After a long, agonizing crawl that somehow seemed less arduous than the amputation, they reached a checkpoint. The officer in-charge observed while the soldiers helped him into the cart. There were half-a-dozen men already there in various states of injury, though not all of them were bandaged with the same amount of expertise. A few looked up, further accentuating the vacant glint of their eyes and their sallow, grimy appearances.

The officer took down their names and rank; Krueger was lucid enough to answer, but only where it was necessary. He chose to remain limp and listened to the sound of their footsteps moving away, then studied the other men; noting the lack of identifiable insignia on a few uniforms, he supposed if they might be defectors in their own countries. Prisoners of war for Marley, or Eldia?

The cart began to move, jostling him back into order.

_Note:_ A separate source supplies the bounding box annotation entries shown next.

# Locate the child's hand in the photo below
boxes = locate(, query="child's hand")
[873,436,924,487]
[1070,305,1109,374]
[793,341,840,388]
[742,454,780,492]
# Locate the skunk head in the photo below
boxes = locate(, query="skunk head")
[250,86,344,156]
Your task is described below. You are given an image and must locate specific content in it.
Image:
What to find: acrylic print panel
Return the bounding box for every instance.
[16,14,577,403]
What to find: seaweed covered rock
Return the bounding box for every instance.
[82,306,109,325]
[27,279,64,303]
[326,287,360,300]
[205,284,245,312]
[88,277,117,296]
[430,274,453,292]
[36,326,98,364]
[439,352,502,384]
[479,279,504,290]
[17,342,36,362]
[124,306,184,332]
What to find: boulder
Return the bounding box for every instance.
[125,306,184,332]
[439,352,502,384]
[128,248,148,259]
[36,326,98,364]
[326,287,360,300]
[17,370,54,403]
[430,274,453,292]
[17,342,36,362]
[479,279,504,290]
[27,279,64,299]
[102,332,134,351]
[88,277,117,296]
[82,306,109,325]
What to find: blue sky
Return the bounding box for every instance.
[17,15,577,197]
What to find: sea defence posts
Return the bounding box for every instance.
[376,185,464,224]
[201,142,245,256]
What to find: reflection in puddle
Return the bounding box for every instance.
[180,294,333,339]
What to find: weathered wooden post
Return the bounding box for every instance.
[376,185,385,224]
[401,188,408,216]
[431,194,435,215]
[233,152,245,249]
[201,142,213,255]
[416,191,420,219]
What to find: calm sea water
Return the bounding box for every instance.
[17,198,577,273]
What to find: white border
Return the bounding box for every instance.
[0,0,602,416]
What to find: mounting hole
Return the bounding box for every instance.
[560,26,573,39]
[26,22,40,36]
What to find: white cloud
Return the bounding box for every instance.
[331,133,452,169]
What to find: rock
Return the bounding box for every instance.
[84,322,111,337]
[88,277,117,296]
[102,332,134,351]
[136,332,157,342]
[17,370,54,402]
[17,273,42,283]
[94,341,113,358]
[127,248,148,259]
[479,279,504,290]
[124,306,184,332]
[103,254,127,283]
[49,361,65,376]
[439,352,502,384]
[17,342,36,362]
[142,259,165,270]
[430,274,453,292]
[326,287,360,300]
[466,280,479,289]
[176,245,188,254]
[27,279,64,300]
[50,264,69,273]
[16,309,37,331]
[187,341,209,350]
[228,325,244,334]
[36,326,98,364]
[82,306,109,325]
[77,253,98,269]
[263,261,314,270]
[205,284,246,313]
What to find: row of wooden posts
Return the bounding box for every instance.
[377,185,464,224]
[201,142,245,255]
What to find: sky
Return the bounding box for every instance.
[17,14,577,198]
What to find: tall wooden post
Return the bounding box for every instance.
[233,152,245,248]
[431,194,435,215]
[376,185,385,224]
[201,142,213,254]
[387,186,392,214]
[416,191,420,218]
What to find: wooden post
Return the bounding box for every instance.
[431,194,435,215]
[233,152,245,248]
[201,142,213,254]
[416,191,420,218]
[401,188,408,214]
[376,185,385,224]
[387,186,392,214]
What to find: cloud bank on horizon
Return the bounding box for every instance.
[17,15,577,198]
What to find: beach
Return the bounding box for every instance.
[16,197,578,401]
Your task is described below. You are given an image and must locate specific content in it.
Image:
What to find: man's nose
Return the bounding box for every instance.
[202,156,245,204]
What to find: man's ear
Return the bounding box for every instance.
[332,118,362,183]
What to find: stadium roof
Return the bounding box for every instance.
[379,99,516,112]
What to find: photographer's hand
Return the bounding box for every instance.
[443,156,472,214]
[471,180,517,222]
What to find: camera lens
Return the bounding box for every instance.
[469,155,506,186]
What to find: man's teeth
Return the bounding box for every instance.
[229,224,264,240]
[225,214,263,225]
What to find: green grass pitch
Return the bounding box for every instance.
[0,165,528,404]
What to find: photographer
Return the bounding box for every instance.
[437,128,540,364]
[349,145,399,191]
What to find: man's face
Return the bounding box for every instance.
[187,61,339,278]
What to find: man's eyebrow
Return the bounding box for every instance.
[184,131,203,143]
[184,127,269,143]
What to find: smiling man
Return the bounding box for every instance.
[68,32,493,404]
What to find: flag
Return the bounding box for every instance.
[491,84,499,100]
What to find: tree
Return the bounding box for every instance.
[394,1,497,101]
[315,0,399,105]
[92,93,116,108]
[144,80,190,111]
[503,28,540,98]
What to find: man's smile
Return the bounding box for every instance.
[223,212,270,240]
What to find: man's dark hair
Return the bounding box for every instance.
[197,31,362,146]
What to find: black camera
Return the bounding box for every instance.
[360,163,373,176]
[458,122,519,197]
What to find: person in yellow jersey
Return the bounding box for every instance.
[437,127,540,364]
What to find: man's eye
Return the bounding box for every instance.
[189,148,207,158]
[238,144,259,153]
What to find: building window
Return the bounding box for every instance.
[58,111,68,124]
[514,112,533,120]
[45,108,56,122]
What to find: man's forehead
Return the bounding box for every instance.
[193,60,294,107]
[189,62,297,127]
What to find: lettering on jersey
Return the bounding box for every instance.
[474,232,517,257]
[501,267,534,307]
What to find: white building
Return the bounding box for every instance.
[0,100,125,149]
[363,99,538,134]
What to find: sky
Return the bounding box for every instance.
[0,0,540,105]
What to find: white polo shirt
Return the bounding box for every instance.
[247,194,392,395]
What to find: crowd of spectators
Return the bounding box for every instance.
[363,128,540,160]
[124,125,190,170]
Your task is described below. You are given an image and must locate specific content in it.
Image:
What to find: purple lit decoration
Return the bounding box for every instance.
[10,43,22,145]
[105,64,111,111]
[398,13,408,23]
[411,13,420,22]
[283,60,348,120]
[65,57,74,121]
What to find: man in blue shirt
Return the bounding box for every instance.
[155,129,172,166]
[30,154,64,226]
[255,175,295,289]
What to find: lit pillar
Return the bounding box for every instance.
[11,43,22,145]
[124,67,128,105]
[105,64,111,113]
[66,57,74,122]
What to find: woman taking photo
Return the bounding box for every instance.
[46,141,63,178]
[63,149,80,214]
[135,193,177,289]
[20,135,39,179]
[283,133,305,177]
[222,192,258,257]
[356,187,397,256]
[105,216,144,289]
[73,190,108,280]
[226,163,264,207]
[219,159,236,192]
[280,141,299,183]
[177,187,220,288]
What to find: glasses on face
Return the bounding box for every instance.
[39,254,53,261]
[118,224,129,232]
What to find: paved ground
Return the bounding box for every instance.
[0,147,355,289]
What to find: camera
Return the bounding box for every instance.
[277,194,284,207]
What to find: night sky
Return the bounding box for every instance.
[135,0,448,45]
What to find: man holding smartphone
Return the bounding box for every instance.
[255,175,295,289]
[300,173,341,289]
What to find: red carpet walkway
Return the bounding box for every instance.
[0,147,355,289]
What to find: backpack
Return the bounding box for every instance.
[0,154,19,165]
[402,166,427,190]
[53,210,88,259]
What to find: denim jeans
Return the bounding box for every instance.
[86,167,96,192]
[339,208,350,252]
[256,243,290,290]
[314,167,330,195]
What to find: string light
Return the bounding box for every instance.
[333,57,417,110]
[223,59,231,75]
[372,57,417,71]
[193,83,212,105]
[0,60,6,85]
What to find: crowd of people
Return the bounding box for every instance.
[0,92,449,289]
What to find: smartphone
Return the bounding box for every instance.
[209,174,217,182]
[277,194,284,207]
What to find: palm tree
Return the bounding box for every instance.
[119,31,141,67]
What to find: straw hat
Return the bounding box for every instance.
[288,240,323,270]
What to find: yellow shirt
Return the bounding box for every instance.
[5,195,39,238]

"Oi." The voice was hushed yet full of relief, coming from his blind spot. "You, sir." Krueger was nudged with a well-intentioned shoulder, causing him to flinch at the contact he was unable to anticipate.

"Leave him alone," said another man's voice. "He's probably in shock."

No one would suspect a wounded veteran of subterfuge. Krueger considered his options. Better to hold his tongue and listen for as long as he could get away with it.

He tried thinking of his mother but her face and voice now were just a vague insinuation in his mind — his guilty conscious clung to what he had left behind, and in the end he stopped trying altogether.